Mas um dia, tudo foi-se. Até certo dia.
Entrou, não bateu à porta, nem descalçou os sapatos elameados, subiu as escadas, e foi ter ao sítio do costume, onde saberia que eu iria estar. Nem sequer se preocupou com a desarrumação que estava no quarto. Viu-me, de costas, pois eu estava a fazer qualquer coisa que não a pensar nela. Aproximou-se, pôs a sua mão sobre o meu ombro e disse, num tom mansinho, que precisava de mim. Eu não respondi.
E aí uma vaga de silêncio invadiu aquele espaço amplo e, embora desarrumado, vazio.
Não sei como, reparou nos arranhões e feridas que tinha: Perguntou-me o que se tinha passado. Eu apenas consegui esboçar um sorriso irónico, enquanto ela ia vendo todas aquelas feridas.
Mas ainda que ferido, os pensos rápidos daquela marca chamada "Orgulho" íam tapando a gravidade do assunto.
Ela, mais uma vez sem pedir autorização, arrancou-os e, depois de exposta a ferida, reparou que era ainda mais sério o assunto. ( Ainda bem, assim escusava de romper o meu silêncio )
Pediu desculpa, sabendo que a culpa era sua. Eu cerrei os dentes.

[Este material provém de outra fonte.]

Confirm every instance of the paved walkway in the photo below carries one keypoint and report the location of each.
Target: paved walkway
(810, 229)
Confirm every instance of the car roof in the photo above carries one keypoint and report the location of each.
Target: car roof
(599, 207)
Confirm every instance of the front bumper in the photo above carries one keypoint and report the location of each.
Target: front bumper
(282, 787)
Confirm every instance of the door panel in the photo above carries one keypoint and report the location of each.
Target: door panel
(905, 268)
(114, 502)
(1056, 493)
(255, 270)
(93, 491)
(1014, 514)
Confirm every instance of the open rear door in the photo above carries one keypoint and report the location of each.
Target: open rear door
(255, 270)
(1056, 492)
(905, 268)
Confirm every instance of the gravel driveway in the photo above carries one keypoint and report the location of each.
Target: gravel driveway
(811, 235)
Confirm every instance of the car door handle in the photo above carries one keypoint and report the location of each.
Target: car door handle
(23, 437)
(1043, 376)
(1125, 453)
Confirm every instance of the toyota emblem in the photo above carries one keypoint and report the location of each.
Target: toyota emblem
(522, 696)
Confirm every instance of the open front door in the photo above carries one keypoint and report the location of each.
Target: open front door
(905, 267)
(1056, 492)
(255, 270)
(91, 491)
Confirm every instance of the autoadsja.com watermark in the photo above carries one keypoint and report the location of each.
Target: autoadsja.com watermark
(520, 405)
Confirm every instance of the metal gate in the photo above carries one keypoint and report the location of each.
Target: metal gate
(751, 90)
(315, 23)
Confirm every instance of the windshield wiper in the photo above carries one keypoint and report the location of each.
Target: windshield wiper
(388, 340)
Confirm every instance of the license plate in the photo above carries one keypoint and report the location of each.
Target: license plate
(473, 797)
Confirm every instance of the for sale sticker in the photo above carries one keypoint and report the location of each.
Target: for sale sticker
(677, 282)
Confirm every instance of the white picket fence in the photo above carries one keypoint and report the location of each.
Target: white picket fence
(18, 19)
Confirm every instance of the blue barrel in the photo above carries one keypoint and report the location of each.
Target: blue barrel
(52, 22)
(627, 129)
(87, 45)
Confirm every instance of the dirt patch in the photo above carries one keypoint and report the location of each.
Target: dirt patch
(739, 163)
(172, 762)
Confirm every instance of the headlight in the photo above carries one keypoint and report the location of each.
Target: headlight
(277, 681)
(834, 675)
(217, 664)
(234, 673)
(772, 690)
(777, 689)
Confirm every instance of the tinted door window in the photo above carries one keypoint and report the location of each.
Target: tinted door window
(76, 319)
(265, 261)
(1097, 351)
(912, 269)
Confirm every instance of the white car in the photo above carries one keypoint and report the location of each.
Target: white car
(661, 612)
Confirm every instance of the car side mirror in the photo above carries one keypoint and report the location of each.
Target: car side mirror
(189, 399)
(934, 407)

Ela argumentou dizendo que errar é humano. Eu pensei: " Humano é amar ". E no fundo estavamos os dois certos, não é grande a diferença entre um e outro.
Pedi-lhe para abandonar a sala. Ela, finalmente, respeitou. Depois disso, passei horas sozinho. A pensar nela.
Mas os pensos rápidos já não estavam lá, e aquelas horas pareceram dias. Levantei-me, abri a porta, e lá estava ela, à minha espera, como se soubesse que eu iria escolher a porta para sair, em vez da janela.
Falamos. E ao fim de um tempo chegamos ao acordo que a palavra-chave era dita Devagar. E assim foi.
Mas ao que parece a indiferença atropelou tudo isto, e eu fui levado no meio.
Recordo o acidente, claramente. Hoje estou bem, mas amanhã é outro dia... Ou só mais um.
Toda a gente já errou. Toda a gente já amou.